DMARC: Fortune 500 Companies Don't Use Basic Email Safety Protocol
Nearly every company in the Fortune 500 is vulnerable to phishing attacks because they fail to utilize one of the most basic email security features available, according to a recently published report.
Cybersecurity firm Agari found more than nine out of 10 companies were not making use of a domain-based message, authentication, reporting and conformance (DMARC) protocol that would combat phishing attacks that use spoofed email addresses.
DMARC is an authentication standard that will reject messages that come from an unrecognized or unauthorized source.
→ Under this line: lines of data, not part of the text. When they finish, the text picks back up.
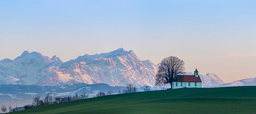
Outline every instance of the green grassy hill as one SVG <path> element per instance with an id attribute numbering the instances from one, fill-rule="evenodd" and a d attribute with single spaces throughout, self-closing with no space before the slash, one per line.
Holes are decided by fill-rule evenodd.
<path id="1" fill-rule="evenodd" d="M 255 113 L 256 86 L 121 94 L 37 107 L 17 114 Z"/>

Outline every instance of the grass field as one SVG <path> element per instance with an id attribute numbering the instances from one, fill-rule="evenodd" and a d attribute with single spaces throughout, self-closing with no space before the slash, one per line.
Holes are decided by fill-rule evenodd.
<path id="1" fill-rule="evenodd" d="M 17 114 L 256 113 L 256 86 L 185 88 L 104 96 Z"/>

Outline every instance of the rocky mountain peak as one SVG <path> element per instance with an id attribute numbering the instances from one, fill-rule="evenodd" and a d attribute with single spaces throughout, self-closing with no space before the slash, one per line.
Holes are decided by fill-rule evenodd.
<path id="1" fill-rule="evenodd" d="M 59 63 L 62 62 L 61 60 L 59 58 L 57 57 L 56 55 L 54 56 L 53 57 L 52 57 L 51 60 L 54 62 L 57 62 Z"/>
<path id="2" fill-rule="evenodd" d="M 13 62 L 13 60 L 10 60 L 9 58 L 4 58 L 4 59 L 0 61 L 0 63 L 9 63 Z"/>

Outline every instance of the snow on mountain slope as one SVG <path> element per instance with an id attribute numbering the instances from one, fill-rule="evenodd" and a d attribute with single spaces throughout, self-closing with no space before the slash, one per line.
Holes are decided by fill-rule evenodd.
<path id="1" fill-rule="evenodd" d="M 85 83 L 125 86 L 132 83 L 153 87 L 156 68 L 150 61 L 141 61 L 133 50 L 122 48 L 86 54 L 65 63 L 56 56 L 50 59 L 25 51 L 13 60 L 1 61 L 0 84 L 53 86 Z"/>
<path id="2" fill-rule="evenodd" d="M 220 87 L 248 86 L 256 85 L 256 77 L 241 79 L 221 85 Z"/>
<path id="3" fill-rule="evenodd" d="M 187 73 L 188 75 L 193 75 L 193 72 Z M 202 81 L 202 87 L 212 87 L 218 86 L 225 83 L 218 76 L 214 74 L 208 73 L 206 75 L 200 74 Z"/>

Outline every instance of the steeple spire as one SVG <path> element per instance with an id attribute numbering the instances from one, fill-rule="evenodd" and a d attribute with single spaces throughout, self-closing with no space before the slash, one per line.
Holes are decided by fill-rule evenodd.
<path id="1" fill-rule="evenodd" d="M 196 70 L 194 72 L 194 75 L 196 77 L 198 77 L 198 71 L 197 70 L 197 68 L 196 68 Z"/>

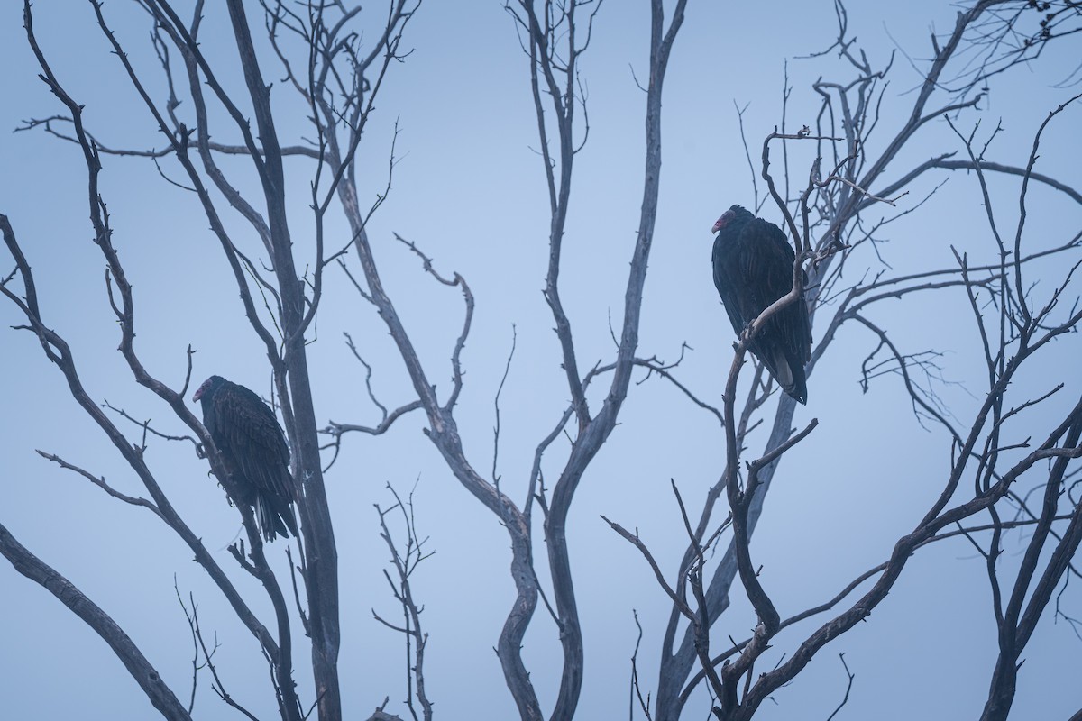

This is a relatively common phishing tactic, in which an attacker will use a spoofed domain to make it appear as though an email is coming from a trusted source.
Unfortunately, just 39 of the 500 companies—or about eight percent—listed in the Forbes 500 are currently making use of DMARC, leaving 92 percent of the largest and most profitable organizations in the world at risk of a security breach carried out through phishing emails.
While DMARC is a relatively new protocol—it was created in 2007 as part of a partnership between PayPal and Yahoo—corporations and government organization have had a decade to implement the standards and have failed to do so.
The risk of falling short of the standard has been made evident time and time again. There have been numerous instances just in the past year in which a single account compromised by a phishing attack resulted in data—including personal information belonging to millions of users—was compromised.
Phishing attacks, despite their simplicity compared to hacks and other exploits, are still one of the most common methods of attack for threat actors. As many as 91 percent of all data breaches start with a phishing attack, according to recent studies.
The study by Agari didn’t name the offenders who have failed to implement the DMARC protocol, though it did highlight several of the companies who have adopted the standard in a statement to ZDNet.
According to the statement, Amazon, Time Warner, Verizon, Visa and Walmart all mark unauthenticated messages as spam. Adobe, Google parent company Alphabet, Facebook, Fedex, Microsoft, Netflix, PayPal and Yahoo all reject emails outright when the domain they are sent from cannot be verified.
Large companies and organizations are not the only offenders of failing to use DMARC. Sen. Ron Wyden, D-OR, criticized the U.S. Department of Homeland Security earlier this year for failing to implement DMARC. Despite this, DHS has yet to take action to start using the protocol.
"It is unconscionable that only eight percent of the Fortune 500, and even fewer government organizations, are protecting the public against domain name spoofing," Patrick Peterson, Agari's executive chairman, said in a statement. "Phishing and other forms of digital deception are preventable, and the first step is for our largest companies and organizations to deploy DMARC, a highly-effective open standard."
Shehzad Mirza, the director of operations for the Global Cyber Alliance (GCA), said, “DMARC is an essential tool that helps prevent spam, phishing and data loss. GCA urges organizations of all sizes to embrace this technology standard to eliminate direct domain spoofing.”